それに対して本書『精神について』(1987年)でデリダが取り扱うのはハイデガーである。当時、ハイデガーは既に生者ではなく天に召されており、フーコーやサールのように本人から恨まれる心配はまったくない。配慮すべきはせいぜい遺族や相続人を自称する者たちぐらいであり、デリダにとっては単なる雑魚にすぎない。したがってデリダは誰に憚ることなくハイデガー精神分析の毒牙にかける。死者を相手に手加減は無用なのである。実際この本において、ハイデガーの死体はめった打ちにされ、ほとんどデリダの玩具と化している。死者を鞭打つデリダの姿は見ようによっては残酷そのもので、彼の持つドSな本性[φυσις]が文章の端々からにじみ出ており、その意味で本書はドMの読者にとってはたいへん好感の持てる清々しい作品に仕上がっている。

デリダハイデガー存在論を認めまいと腹に決めた。
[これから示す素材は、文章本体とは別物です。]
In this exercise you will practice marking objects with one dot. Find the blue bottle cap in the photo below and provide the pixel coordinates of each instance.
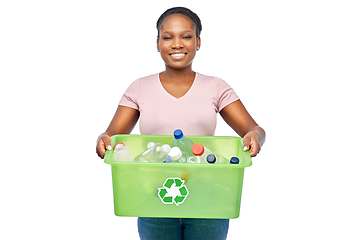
(234, 160)
(211, 158)
(178, 134)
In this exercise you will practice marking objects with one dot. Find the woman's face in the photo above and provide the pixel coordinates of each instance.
(177, 41)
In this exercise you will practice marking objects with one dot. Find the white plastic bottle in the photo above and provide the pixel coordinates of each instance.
(217, 158)
(184, 143)
(122, 153)
(177, 156)
(200, 153)
(156, 152)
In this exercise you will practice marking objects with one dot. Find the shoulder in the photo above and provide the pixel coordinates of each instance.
(216, 81)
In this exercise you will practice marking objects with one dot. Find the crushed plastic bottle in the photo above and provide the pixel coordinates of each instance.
(122, 153)
(200, 154)
(234, 160)
(184, 143)
(177, 156)
(217, 158)
(156, 152)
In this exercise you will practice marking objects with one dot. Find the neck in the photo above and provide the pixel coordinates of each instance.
(179, 73)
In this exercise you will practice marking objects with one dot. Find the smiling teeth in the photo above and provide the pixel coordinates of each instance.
(178, 54)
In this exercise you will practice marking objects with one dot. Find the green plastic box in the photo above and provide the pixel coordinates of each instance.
(180, 190)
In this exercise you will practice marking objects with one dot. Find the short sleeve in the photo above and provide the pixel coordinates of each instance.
(130, 97)
(226, 94)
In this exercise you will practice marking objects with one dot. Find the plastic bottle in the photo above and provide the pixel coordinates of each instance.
(156, 152)
(217, 158)
(200, 153)
(234, 160)
(176, 155)
(184, 143)
(122, 153)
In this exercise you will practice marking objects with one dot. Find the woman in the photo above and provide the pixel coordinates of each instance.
(176, 98)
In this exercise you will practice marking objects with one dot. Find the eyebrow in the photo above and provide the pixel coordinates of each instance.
(170, 32)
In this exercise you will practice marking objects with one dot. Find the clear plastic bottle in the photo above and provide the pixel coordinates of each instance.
(200, 153)
(122, 153)
(234, 160)
(177, 156)
(156, 152)
(184, 143)
(217, 158)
彼にとって、ハイデガーの不可解な振る舞いは強迫神経症の数ある症例の一つでしかない。例えば、ハイデガーにとって《存在の問いを反復すること》は、アメリカとロシアという二つの凶々しい力に挟まれて苦境に立たされていた当時のゲルマン民族の「現存在の元初」を反復し、それを「別の元初へと変身させること」を可能にする一つの手段としての意味があったが、デリダの冷め切った眼には、単に強迫行為の機械的な繰り返しとしか映らない。精神分析の教えに従えば、神経症者はすべて例外なく精神の面で一種の幼稚さを示すものであり、彼や彼女は幼稚な状態(=元初)から抜け出せなかったか、その状態に逆戻りしているかのどちらかである*4ハイデガーの場合は後者である。本書で主題として分析されるゲルマン民族の「精神」に対するハイデガーのアンビヴァレントな態度もまた、デリダにとっては哲学者が患う強迫神経症の典型的な症状にすぎず、ある特定の幼児退行形式の機械的な再生に他ならない。

ハイデガーの精神論の両義性

「精神」に対するハイデガーの態度は常に曖昧で両義的だった。例えば、1927年刊行の『存在と時間』の中で、ハイデガーは、精神[geist]という語を「避ける」べきだと警告している。そして、ソレカラ25年後、ようやくその禁令が解除された『詩のなかの言語』(1953年)*5において、自分は「精神」を常に注意ぶかく避けてきたとハイデガーは証言している。その言葉を信じるなら、ハイデガーは25年間ずっと、『存在と時間』で自ら立てた誓いを守り、「精神」を一貫して避け続けていたことになる。一見そう見える。だが、より詳しく見ていくと、ことがそう単純ではないことがすぐにわかる。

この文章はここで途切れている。